A few months ago, I joined Red Hat as a marketing apprentice (intern) in Paris, France—where I am also continuing my studies at France Business School—and it became clear to me that my vision of what open source is and what it means to be part of the community has changed. This evolution has significantly altered the way I am participating in projects and communiticating with peers.
I've always been an open source and Linux "evangelist" who has loved to talk, read, and share things the open source way. And in the beginning, my vision of the open source philosophy was idealistic—focusing a lot on values like altruism and freedom. I was also passionately involved in the community—reading blogs, trying out distributions, and getting excited about every open source program I installed. I began dabbling with open source on my first computer, running tests of different Linux distributions (I felt it was never lightweight enough). To get things done, I used Open Office as my default productivity suite.
Over time, I gained new inspirations and perspectives on open source, and as the years went on, I became increasingly interested in how business could help promote open source software. It was something I had not considered before, because it seemed unrealisitc to me that businesses could survive using open source technology and the open source way of thinking. Then, a lightbulb—it was quite the opposite. I realized the open source model could be the reason businesses remain sustainable.
An open source community
Kristian Ulrich Larsen explains in this video that creativity is not only for the artist, and we could consider everyone an artist in their own way. This concept is now widely accepted: that creativity is a driving factor in technology and innovation. And, to me, communities are the backbone of creativity because they work in a collaborative way and thus are capable of providing ideas that could take years to show up in a more traditional business environment where there is strict hierarchy and ideas come from the top down.
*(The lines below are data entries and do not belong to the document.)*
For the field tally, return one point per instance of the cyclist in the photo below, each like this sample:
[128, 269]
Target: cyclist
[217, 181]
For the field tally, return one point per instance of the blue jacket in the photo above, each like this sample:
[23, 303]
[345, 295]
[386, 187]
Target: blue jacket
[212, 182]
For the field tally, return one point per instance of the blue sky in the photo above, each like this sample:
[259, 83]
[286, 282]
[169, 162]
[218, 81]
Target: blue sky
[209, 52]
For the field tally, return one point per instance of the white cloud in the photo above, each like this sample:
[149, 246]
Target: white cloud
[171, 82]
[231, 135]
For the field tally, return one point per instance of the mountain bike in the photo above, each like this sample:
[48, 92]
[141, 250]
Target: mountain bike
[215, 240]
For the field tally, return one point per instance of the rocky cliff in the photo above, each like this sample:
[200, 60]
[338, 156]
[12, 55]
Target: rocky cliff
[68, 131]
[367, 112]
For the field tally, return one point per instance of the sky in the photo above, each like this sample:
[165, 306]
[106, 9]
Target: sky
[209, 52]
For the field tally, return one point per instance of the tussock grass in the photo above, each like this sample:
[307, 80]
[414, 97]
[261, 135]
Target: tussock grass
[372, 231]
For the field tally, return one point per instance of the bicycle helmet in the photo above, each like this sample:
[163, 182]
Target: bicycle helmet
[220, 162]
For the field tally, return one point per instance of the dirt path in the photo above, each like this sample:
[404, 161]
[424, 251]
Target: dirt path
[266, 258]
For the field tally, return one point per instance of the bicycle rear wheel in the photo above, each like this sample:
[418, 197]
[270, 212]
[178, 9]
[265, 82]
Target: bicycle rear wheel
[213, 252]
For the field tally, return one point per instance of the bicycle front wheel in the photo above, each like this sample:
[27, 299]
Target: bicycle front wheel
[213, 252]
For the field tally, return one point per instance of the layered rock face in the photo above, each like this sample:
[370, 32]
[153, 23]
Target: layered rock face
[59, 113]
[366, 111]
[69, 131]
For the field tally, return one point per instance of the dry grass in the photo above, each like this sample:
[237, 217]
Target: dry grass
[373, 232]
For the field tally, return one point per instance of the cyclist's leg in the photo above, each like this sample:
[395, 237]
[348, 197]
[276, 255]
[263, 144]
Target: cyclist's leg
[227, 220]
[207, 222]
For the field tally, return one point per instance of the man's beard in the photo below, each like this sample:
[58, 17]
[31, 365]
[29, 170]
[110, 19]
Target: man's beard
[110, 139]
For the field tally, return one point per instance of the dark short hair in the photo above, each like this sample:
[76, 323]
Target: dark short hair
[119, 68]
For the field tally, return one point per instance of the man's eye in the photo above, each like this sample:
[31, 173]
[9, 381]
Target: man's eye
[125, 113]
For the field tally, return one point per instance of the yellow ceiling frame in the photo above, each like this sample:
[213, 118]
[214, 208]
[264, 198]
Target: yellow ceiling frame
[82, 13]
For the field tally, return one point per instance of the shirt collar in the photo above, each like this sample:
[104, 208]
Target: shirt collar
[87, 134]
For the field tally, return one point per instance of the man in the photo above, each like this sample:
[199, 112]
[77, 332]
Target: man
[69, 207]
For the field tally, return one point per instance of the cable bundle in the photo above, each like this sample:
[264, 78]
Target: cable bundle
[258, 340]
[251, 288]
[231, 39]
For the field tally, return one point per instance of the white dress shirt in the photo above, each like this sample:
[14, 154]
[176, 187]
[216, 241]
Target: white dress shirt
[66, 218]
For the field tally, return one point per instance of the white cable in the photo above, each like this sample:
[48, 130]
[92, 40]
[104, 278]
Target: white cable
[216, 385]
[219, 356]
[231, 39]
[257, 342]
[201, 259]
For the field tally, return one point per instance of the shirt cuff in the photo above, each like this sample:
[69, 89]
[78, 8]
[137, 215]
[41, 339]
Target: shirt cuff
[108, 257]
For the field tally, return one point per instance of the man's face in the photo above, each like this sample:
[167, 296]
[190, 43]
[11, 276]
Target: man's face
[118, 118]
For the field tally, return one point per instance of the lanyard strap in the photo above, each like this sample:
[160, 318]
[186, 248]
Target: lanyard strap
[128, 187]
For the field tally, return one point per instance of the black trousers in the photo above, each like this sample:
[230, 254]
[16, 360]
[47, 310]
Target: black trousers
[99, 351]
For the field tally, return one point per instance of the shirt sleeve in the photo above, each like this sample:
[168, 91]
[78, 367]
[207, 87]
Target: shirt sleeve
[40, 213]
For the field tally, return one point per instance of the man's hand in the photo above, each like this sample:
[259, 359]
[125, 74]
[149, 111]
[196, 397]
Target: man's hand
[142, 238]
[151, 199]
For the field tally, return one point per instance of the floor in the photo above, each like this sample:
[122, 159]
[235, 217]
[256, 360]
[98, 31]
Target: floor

In an open source community, everyone is encouraged to contribute and share, and prove ideas relevant or not. In that way, ideas spread faster and the community drives innovation.
The business perspective
Every company wants to have the greatest ideas and a lot of them. But the question your potential client is asking is, What do you want us to buy and why do we need it? So, the reality of things is that those ideas have to be more than just inspiring, they have to sell. How can a great idea spread and give birth to something tangible and concrete?
Together they grow
When an idea inspires us, we want it to spread and last. We want it to have it's "time." Financial support is one way to achieve this, and it's why business is good for the open source community. And communities bring innovation to the market and deliver what consumers dream about. It's clear that both structures bring advantages when coming up with something that inspires and that sells.
For a business, "open sourcing" means you not necessarily have to open your code, because you might not be a software editor after all, but it can mean that you respect the values behind open source: to share, and share with transparency. Also, open source provides a model for business that makes many feel that they are supporting a worthy cause.